With every word Dimitri retreats further and further into himself, his fingers scratching at his wrist, and his eye glassy with unshed tears. He blinks them away. “You wouldn’t have told me.”

“I didn’t want to acknowledge my problem,” Felix admits, ”but you still chose to act before hearing me out. You created your own explanation, and your own solution.”

“I was just trying to help…”

“How do you expect to help others when you can’t even help yourself?” The question is swallowed by silence. Dimitri isn’t present in the conversation anymore, staring at a far off point to the left. Felix snaps his fingers in front of Dimitri’s face. “Are you even listening?”

Dimitri jumps, but doesn’t look away. “You aren’t the only one speaking.”

A chill goes down Felix’s spine. He follows Dimitri’s line of sight to an empty corner of the room.

“I’m the only one here.”

“I know,” Dimitri says, sounding unsure. “The hallucinations come and go.”

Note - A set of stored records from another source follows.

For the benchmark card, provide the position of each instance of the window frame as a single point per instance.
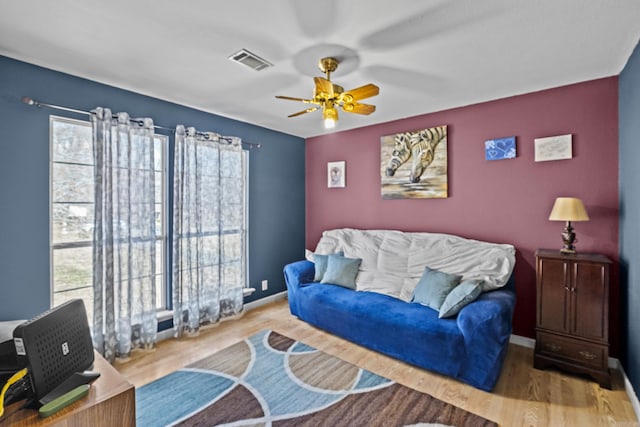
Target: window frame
(163, 238)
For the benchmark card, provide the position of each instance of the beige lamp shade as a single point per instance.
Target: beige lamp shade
(568, 209)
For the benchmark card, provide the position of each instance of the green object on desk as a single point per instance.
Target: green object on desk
(64, 400)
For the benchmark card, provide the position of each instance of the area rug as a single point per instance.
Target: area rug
(272, 380)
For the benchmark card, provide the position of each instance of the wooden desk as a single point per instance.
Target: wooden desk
(110, 402)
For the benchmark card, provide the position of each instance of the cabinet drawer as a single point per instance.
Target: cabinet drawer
(573, 350)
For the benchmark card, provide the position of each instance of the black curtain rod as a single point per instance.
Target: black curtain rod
(30, 101)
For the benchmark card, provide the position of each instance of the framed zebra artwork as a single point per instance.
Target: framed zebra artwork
(413, 165)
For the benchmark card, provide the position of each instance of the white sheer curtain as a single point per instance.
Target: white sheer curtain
(208, 229)
(124, 243)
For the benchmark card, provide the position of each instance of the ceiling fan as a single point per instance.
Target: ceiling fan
(328, 96)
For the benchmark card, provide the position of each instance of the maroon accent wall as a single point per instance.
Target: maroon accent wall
(504, 201)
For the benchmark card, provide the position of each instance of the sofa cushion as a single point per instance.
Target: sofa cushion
(320, 262)
(433, 287)
(461, 295)
(393, 261)
(341, 271)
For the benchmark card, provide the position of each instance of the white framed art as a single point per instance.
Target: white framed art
(553, 148)
(336, 174)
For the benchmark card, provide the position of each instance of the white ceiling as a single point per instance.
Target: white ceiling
(425, 55)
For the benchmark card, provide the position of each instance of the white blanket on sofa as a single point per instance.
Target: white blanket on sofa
(393, 261)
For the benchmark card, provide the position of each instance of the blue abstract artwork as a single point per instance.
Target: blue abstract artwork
(501, 148)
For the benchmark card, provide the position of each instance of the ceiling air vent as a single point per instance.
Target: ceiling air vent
(251, 60)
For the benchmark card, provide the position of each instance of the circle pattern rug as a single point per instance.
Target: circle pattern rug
(272, 380)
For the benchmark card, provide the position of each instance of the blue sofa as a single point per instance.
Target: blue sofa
(469, 347)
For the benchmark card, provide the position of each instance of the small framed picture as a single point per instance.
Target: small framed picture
(336, 174)
(500, 148)
(553, 148)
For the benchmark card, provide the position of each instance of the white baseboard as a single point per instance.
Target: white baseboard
(266, 300)
(613, 364)
(522, 341)
(633, 397)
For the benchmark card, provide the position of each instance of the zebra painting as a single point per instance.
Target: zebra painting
(421, 147)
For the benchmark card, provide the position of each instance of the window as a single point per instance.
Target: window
(72, 216)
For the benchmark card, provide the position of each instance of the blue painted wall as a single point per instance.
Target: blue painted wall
(276, 180)
(629, 151)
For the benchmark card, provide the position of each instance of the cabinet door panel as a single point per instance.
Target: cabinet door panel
(591, 300)
(553, 301)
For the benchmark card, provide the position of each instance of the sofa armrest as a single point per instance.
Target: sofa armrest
(296, 275)
(486, 325)
(299, 272)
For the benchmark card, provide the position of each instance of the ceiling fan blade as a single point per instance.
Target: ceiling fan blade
(308, 110)
(290, 98)
(359, 93)
(359, 108)
(324, 87)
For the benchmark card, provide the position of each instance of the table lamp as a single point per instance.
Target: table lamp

Felix frowns. “What are they saying?”

“I’m sorry, I don’t think I should answer that.”

“Why not?” Felix asks.

Dimitri wrings his hands together.

“You’ll hate me.”

His quiet voice douses the cold fire in Felix’s chest.

Based off what Dimitri let slip during the war, it makes sense he’d be hesitant to detail his delusions and potentially face judgement. The admission must take away some level of his control.

Dimitri’s breath has gone shallow, and Felix can think of only one thing to do.

A hand hovering over Dimitri’s arm makes his intentions clear. When Dimitri doesn’t flinch away, Felix follows through, his palm sliding along skin, all the way up to where shoulder meets collarbone.

Dimitri shudders, sinking into Felix’s side, head coming to rest at the crook of Felix’s neck.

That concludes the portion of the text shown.